Speaker: Prof. R. Vijay Tata Institute of Fundamental Research
Time: 2019-10-11 10:00-2019-10-11 11:00
Quantum computers bring in extraordinary capabilities at solving certain problems by taking classically inaccessible paths. A practical quantum computer will need a large number of qubits with good coherence and high fidelity control and measurement. In the superconducting circuit architecture, the transmon qubit is the most popular qubit design and is constructed as a single moderately anharmonic oscillator. In this talk, I will introduce a novel multi-modal circuit nicknamed trimon which implements a novel three-qubit circuit with always-on, all-to-all, longitudinal coupling . This allows simple implementation of high fidelity three-qubit CCNOT gates. We demonstrate the universal programmability of this processor by implementing three-qubit versions of the Grover’s and period finding algorithm . I will also discuss how to construct larger processors using the trimon as a three-qubit building block by adapting the well-known cross-resonance gate.
 Tanay Roy et al. Phys. Rev. Applied 7, 054025 (May 2017)
 Tanay Roy et al., ArXiv:1809.00668 (2018)
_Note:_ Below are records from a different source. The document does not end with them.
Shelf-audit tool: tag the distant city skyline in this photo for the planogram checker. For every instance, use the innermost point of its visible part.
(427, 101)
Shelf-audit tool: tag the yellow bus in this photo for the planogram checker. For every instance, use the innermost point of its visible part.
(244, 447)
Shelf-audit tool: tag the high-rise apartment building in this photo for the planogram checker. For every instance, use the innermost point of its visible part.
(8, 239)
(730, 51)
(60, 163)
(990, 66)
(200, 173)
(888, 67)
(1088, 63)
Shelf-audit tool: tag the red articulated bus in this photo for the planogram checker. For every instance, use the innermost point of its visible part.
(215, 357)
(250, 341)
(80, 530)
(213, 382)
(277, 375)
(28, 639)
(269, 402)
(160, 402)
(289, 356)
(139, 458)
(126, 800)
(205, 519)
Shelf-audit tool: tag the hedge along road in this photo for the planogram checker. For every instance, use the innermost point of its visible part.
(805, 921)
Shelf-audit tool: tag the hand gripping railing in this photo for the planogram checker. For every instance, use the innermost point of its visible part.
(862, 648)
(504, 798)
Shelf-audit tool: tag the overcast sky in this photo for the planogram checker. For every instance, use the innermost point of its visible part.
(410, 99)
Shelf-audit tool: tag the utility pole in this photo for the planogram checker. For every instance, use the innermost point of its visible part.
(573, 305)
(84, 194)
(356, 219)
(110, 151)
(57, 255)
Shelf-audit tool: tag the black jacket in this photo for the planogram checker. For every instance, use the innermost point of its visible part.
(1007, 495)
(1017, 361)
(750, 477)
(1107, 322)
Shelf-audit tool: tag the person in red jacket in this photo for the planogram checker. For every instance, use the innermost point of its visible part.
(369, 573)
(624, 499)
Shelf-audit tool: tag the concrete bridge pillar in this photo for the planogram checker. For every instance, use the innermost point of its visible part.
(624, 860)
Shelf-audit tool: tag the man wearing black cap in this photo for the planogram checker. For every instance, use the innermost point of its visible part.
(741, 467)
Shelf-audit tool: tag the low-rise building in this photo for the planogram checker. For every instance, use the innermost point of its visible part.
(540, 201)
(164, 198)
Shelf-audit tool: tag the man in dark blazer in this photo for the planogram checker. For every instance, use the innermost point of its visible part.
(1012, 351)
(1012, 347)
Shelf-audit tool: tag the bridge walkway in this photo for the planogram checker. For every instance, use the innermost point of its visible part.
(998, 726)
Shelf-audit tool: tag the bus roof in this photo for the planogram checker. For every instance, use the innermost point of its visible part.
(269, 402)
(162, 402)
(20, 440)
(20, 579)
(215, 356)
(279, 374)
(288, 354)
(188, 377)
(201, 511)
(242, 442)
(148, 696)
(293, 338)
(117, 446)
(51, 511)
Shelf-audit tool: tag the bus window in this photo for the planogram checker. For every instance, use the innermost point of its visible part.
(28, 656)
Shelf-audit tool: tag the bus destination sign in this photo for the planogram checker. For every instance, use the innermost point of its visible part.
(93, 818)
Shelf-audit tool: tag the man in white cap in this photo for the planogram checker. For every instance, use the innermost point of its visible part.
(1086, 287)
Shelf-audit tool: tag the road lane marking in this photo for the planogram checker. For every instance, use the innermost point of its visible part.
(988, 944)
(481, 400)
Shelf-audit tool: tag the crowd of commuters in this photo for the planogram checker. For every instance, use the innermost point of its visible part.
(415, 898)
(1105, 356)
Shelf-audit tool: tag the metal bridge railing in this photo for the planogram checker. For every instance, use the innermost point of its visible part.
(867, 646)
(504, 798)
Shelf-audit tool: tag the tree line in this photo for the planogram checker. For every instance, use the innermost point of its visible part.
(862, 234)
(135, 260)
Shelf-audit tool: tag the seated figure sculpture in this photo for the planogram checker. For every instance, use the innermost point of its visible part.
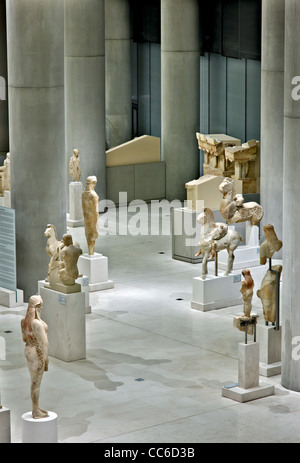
(90, 207)
(35, 335)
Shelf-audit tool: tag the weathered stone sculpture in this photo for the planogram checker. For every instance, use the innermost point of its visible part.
(62, 269)
(35, 335)
(90, 207)
(68, 270)
(214, 238)
(247, 292)
(271, 244)
(5, 175)
(246, 322)
(74, 166)
(234, 209)
(267, 294)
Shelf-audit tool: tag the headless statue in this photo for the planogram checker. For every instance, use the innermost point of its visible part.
(35, 335)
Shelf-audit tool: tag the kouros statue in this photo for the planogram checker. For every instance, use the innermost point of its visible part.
(247, 321)
(68, 270)
(5, 175)
(271, 244)
(74, 166)
(267, 293)
(234, 209)
(247, 292)
(35, 335)
(90, 207)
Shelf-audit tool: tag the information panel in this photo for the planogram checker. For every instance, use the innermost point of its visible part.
(8, 272)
Dr. R. Vijay, Associate Professor, Tata Institute of Fundamental Research
Vijay completed his Bachelors degree in Physics from St. Stephen's College, Delhi University in 1999. He spent two more years at the University of Cambridge pursuing a BA in Natural Sciences before starting a PhD at Yale University in 2001. At Yale, he developed a new measurement technique for superconducting quantum bits. He continued work on improving quantum measurements during his postdoctoral work at the University of California, Berkeley which led to the first observation of quantum jumps and the first demonstration of quantum feedback in a solid state quantum system. In December 2012, Vijay returned to India and joined TIFR to start a new laboratory. He currently heads the Quantum Measurement and Control Laboratory where the main goal is to develop superior quantum processors and techniques to stabilize quantum states against decoherence. Some key highlights of this group's work include development of a broadband ultralow noise amplifier for quantum measurements and a novel multi-qubit processor design.